In his last game in Chicago, a game precluded by hype, interjected with hoopla and overrun with emotion, Jordan struggled and his Washington Wizards lost, 104-97, Friday night before a sold-out United Center crowd of 23,215 that opened the game clapping for Jordan and ended cheering for the home team.

"The loss is not fun," Jordan, 39, said. "It wasn't a good ending."

Jordan, who plans to retire for a third and final time after this season, got a brief and final ovation when he checked out with 8.1 seconds remaining. But it paled in comparison to the cheers the crowd mustered for the Bulls, who, on his night, stepped out of his far-reaching shadow.

Jordan, who led the Chicago Bulls to six NBA championships in 13 seasons but left the organization after his 1999 retirement only to join the Wizards as an executive in January 2000, scored just 11 points and made just 4 of 14 shots in his last game in his adopted hometown.

It was a performance that probably won't register for long among his die-hard faithful, who applauded him for more than three minutes upon his introduction and gave him three more huge ovations during the game.

Jordan said that all of the attention did not bother him as much as it did in the past and that once the game started, he simply struggled to find his game.

"I never got into a rhythm tonight," Jordan said. "Good things come to an end. This will not ruin what my career basically stood for or what my second or third return has been. It's just a game. We lost and we'll move on."

Jordan has failed to evoke any vintage performances in his three trips to Chicago, totaling just 37 points. Yet as long as his team won, his point totals made little difference. This time, though, he could not muster enough personally or ignite most of his less-than inspired teammates.

"Obviously, the Bulls had more energy and they played better," Jordan said. "We just seemed like we were in a fog."

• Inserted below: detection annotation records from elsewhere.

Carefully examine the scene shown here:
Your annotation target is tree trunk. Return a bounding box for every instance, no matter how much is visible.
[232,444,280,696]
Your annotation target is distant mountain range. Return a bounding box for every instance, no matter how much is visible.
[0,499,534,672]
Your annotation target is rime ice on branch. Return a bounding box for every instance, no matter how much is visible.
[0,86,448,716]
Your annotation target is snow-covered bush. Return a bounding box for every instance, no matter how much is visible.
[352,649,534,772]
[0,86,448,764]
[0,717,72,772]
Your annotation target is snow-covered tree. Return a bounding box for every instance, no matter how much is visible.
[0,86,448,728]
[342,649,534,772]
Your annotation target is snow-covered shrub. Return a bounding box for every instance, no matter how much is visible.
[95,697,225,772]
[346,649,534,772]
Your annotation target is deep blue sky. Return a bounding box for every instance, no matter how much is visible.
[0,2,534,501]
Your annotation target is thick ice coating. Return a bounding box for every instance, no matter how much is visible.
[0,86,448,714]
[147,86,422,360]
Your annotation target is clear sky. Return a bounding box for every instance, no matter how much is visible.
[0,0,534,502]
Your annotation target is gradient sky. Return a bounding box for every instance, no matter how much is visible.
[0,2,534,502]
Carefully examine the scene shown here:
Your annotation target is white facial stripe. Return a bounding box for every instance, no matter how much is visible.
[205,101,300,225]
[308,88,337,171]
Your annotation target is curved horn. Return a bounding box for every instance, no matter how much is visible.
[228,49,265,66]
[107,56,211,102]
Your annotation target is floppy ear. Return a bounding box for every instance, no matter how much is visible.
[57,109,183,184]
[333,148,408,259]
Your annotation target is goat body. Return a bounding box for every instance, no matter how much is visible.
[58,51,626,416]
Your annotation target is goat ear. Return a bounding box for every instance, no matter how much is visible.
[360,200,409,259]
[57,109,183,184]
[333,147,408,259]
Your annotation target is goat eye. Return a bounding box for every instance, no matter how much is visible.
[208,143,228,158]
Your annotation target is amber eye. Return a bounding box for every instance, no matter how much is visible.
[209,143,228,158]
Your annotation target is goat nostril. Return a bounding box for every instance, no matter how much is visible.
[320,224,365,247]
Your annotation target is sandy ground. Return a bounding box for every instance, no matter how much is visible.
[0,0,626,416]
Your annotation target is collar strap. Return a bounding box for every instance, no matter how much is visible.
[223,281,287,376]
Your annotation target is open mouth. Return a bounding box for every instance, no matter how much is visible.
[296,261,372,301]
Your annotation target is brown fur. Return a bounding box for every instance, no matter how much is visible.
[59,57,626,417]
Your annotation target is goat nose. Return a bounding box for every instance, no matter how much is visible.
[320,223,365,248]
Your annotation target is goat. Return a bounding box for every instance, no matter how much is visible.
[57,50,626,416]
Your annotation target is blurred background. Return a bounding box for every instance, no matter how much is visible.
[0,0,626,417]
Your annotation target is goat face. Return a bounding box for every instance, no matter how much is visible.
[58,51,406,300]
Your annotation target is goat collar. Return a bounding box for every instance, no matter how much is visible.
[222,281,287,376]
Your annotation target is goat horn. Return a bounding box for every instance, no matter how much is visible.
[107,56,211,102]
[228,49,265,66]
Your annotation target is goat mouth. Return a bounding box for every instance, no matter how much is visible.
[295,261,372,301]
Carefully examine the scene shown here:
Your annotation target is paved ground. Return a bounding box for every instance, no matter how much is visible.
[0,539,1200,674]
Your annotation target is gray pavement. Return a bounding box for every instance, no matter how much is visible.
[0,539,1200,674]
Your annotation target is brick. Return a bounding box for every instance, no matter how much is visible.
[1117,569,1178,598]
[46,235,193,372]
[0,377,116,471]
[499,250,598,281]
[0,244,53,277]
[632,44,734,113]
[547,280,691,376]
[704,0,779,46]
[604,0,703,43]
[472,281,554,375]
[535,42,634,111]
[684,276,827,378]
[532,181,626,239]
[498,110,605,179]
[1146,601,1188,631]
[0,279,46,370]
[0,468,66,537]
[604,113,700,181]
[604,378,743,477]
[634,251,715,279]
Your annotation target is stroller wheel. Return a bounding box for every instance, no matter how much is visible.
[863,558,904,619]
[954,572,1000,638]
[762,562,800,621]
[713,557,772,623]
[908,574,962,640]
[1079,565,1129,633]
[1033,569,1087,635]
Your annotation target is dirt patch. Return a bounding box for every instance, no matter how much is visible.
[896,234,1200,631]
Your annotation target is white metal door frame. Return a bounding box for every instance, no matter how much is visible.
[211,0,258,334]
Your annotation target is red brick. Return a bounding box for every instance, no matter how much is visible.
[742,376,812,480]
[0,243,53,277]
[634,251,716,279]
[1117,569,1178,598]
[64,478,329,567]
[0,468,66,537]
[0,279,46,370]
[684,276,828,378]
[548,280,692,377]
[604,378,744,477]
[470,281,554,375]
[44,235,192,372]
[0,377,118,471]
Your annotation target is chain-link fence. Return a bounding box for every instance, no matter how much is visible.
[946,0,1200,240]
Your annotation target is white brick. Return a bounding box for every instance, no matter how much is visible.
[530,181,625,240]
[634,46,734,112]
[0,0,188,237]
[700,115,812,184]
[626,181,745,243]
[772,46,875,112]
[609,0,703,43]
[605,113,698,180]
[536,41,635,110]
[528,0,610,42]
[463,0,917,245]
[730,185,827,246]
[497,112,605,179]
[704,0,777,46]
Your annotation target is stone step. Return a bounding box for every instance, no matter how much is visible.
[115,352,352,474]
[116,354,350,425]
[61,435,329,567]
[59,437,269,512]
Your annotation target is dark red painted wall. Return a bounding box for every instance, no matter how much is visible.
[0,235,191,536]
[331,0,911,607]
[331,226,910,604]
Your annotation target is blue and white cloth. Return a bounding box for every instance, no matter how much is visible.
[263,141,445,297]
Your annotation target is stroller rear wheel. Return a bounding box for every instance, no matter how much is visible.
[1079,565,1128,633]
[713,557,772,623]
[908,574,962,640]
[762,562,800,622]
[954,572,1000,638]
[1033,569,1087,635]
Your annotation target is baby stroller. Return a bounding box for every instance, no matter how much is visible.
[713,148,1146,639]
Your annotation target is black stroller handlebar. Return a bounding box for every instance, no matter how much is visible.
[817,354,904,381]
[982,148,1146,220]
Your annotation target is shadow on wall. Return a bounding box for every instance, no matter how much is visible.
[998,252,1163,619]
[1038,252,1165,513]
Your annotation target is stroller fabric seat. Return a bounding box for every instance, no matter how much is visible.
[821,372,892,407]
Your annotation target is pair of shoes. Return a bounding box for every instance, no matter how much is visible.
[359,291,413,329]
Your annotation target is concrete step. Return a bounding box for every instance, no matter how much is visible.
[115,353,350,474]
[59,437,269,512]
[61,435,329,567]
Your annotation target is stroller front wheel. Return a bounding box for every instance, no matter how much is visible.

It appeared for a few minutes that Jordan would find a way to break the hearts of the Bulls' faithful for a second time -- the first being his departure -- when he made two free throws to bring Washington from 11 down to 97-95 with 1 minute 46 seconds remaining. However, Washington missed four of its final five shots, and the Bulls countered with a 7-2 run to win for the first time in the three games Jordan has played in Chicago.

Chicago backup forward Marcus Fizer scored 17 of his 18 points in the fourth quarter, including 11 straight to start the period after the Wizards pulled within three. He led six Bulls in double-figure scoring.

Said Fizer: "We all think [Jordan] is the greatest, but we had to get a win."

Wizards guard Jerry Stackhouse scored a game-high 23 points and had 10 assists and seven rebounds. Forward Christian Laettner, who resumed his starting role after missing Wednesday's loss to New Orleans with the flu, had 21 points and 10 rebounds.

However the Wizards' porous defense (Chicago shot 53 percent), limited bench production and an inability to compete with Chicago inside sent the Wizards to their third loss in four games and dropped them below .500 (21-22) for the first time since they were 16-17 on Jan. 4.

The Bulls (16-27) outscored the Wizards 48-26 in the lane and got 56 points from their reserves, compared to 22 points from Washington's backups, only three of whom played (Charles Oakley, Kwame Brown and Tyronn Lue).

Washington never led after the midway point of the second quarter and fell behind by 11 late in the third, despite a huge effort from Laettner, who scored 11 points in the period.

Wizards' Michael Jordan walks away from the Chicago faithful with 8.1 seconds remaining, having scored just 11 points at United Center.